Walther’s Law is key for understanding the differences between lithostratigraphy and chronostratigraphy. Walther’s Law states that environments that are adjacent to each other are represented as vertical successions of facies in the rock record if there is no break in sedimentation (no unconformity). If sea level is rising relative to the shore line, the different depositional environments are migrating inland. This leads to different facies accumulating progressively inland as well. The most landward deposits are river deposits and alluvial plain deposits, followed by marsh and then marine deposits. Vertically, you see the facies representing those depositional environments in the same order. At any given time, rocks are being deposited in all of the different environments.
Chronostratigraphy enhances the interpretation of the stratigraphic record in terms of Earth history. Even when one has a detailed map of the distribution of depositional environments, it is difficult to say exactly how to correlate section in terms of time. In real rocks, there are a number of tools that you can use to get correlations of various accuracy. These include: fossils (biostratigraphy); magnetic properties (magnetostratigraphy); absolute ages of interbedded volcanic ash beds and basalt flows; some chemical properties such as elemental isotope ratios in carbonates; geological instantaneous depositional events such as huge storms, meteorite impacts, etc.; and unconformities due to sea level falls and the geometry of sedimentary deposits (sequence stratigraphy). We will get back to all of these in more detail throughout the quarter, particularly near the end.
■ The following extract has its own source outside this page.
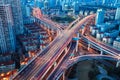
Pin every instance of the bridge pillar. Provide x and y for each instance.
(77, 42)
(118, 63)
(101, 52)
(88, 47)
Distribution of Rock and Time
One might think that sections can be correlated based on assuming that the same amount of sediment gets deposited in all places in the same amount of time. This is a BAD assumption, although many researchers are forced to use it. It is important to understand that the preserved rock does not represent all of time. In other words, time is not evenly represented by rock thickness. For example, with turbidites, the sandstones may have been deposited in a couple hours to a day at most, whereas the shales (Bouma E) represent 100’s to 1000’s of years of fine grains settling out. Thus, most of the "time" is represented in the much thinner shales. In addition, there is erosion at the base of some of the turbidites. Thus, there is a significant amount of time that is only represented by an erosional surface which produces a gap in the rock record. Generally, sedimentation is thought of as a continuous processes. This is NOT true. Sedimentation is episodic and there are unconformities in the stratigraphic record spanning all time ranges from minutes to millions of years. Gaps of minutes might occur in a river if there is a burst of strong flow that is erosive rather than depositional. Gaps of hours occur at low tides when the intertidal zone is exposed. Gaps of years to thousands of years can occur in land environments where there is no source of sediment or the topography is too high to collect sediment. Gaps of millions of years also occur in terrestrial environments, especially if there is erosion. The longer time gaps usually represent regional changes in deposition and can be very useful for correlating rocks chronostratigraphically. Also, different depositional environments accumulate sediment at different rates: thickness does not equal time!